Improving the Model-Based Prediction of Vibroacoustic Vehicle Properties by Mastering Uncertainty
Introduction
Vibroacoustic vehicle behavior specifies among others the quality of vehicles and contributes to customer satisfaction. In the early design phase, model-based analysis using a finite element (FE) model is conducted to predict the properties and to design the vibroacoustic vehicle behavior. Deterministic models are unable to include the variances due to manufacturing tolerances and lead to an incomplete determination of the real vibroacoustic behavior of a vehicle. Probabilistic models raise many research of interests, however, the time-consuming large-scale simulations limit their applicability. The Lichtenberg High-Performance Computing (HPC) provides sufficient computational resources. Monte-Carlo simulations for industrial FE models can therefore be performed, where a large number of parameter samples are drawn from probability space and are assigned to an industrial FE model to get the probabilistic model-based predictions. In addition, parallel computing strategies can be utilized to accelerate the computations.
Methods
A Matlab interface for Monte-Carlo simulations including modifying parameters, executing Nastran, interacting with HPC as well as postprocessing is developed and tested by simulating a simplified industrial FE model of a vehicle luggage compartment floor. The probability space for model parameters like density and Young’s Modulus is constructed by uniform distributions, Monte-Carlo simulations are performed based on samples to get the vibroacoustic model-based predictions. The large-scale simulations are accelerated by parallel computation using Matlab Parallel Computing Toolbox. Variance based global sensitivity analysis is performed to investigate the influence of parameters on model-based predictions. Dominant model parameters that have greater effect are determined, which drive the FE model update using Bayesian-based parameter calibration.
As the complexity of a vehicle luggage compartment floor is relatively small, a single simulation can be finished in seconds. When a full industrial model like an entire car body is treated, the computational cost increases drastically. In order to make full use of the computational resources, a scalability test is executed to find a set of optimal configurations in terms of Nastran High Performance Computing setting for Monte-Carlo simulations of the entire vehicle body. Here, a two-dimensional optimization problem is considered: Minimize the computational time by finding a Distributed Memory Parallel (DMP) - Shared Memory Parallel (SMP) configuration in Nastran, followed by observing the CPU-efficiency and the memory-efficiency.
Results
In terms of the simplified industrial FE model, 10,000 samples of uniformly distributed input parameters are assigned for parallel Monte-Carlo simulations. The computation finished in 2 hours using 2 computation nodes. After the simulations, sensitivity analysis is conducted. The result is presented in the following section with corresponding figures.

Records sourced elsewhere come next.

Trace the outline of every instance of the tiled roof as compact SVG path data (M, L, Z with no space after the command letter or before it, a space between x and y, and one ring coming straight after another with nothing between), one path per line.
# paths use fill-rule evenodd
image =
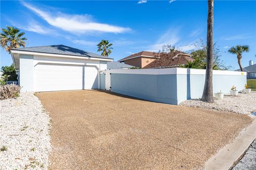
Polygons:
M123 61L124 60L127 60L127 59L129 59L129 58L133 58L133 57L137 57L137 56L141 56L141 55L154 57L154 54L155 54L155 53L150 52L142 51L142 52L140 52L139 53L136 53L136 54L132 54L131 55L129 55L127 57L126 57L124 58L122 58L122 59L119 60L118 62L121 62L121 61Z
M20 48L12 49L31 52L44 53L55 54L74 55L82 57L112 59L107 57L105 57L102 55L84 51L82 49L66 46L63 45Z
M146 65L143 69L177 67L195 60L186 54L180 53L180 52L176 51L171 55L161 56Z
M107 63L107 68L108 69L129 69L132 67L132 65L130 65L118 62L112 61Z
M185 53L183 53L182 52L179 51L179 50L175 51L175 52L174 52L174 53L175 53L175 54L176 53L177 53L177 54L178 53L182 53L182 54L186 54L186 55L188 55L188 54L186 54ZM136 54L132 54L131 55L129 55L127 57L126 57L124 58L122 58L122 59L119 60L118 62L122 62L123 61L128 60L129 58L132 58L133 57L138 57L138 56L140 56L155 57L155 56L157 56L158 55L159 55L159 53L157 53L146 52L146 51L142 51L142 52L140 52L139 53L136 53Z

In terms of the full industrial FE model, a set of optimal configuration parameters is found, namely “DMP4 + SMP4”. The computation of single simulation with these setting is finished in 12 min 30s (750s). The result is presented in the following section with corresponding figures.
Discussion
In terms of the simplified industrial FE model, by using HPC and parallel computation for Monte-Carlo simulations, the computation time for 10,000 simulations is reduced by 86% compared to the sequential simulations (2 h vs. 13.9 h). Via Sensitivity analysis, three dominant parameters Young’s Modulus Esheet, density ρsheet, and thickness tsheet of floor sheet are selected from parameter space, which are influential for the 1. – 4. natural frequencies. These parameters are sensitive for predicting vibroacoustic vehicle properties and will be calibrated for model update.
The optimum configuration parameters are different for different models, and it is necessary to conduct a scalability test to find the optimum configuration parameters before performing large-scale simulations, especially for the complex model. In terms of the full industrial FE model, the computational time reduces by 52% after determining Nastran High Performance Setting DMP4 + SMP4 via scalability test. These setting will be further used for Monte-Carlo simulations of the entire vehicle body, to complete the sensitivity analysis and model update within an acceptable computational time.
Extra judgment criteria have been added to the Matlab script to handle exceptions such as “out of memory” errors to increase the robustness of the workflow. Currently, the entire workflow is capable for a robust large-scale Monte-Carlo simulations of industrial FE models.
In the follow-up project, Bayesian based parameter calibration for model update will be conducted based on the Monte-Carlo simulations, in order to improve the quality of model-based predictions by quantifying data uncertainty. The progress and results will be the basis for the following NHR-NORMAL project, to perform the large-scale Monte-Carlo simulations and uncertainty quantification for full industrial FE model like entire vehicle body.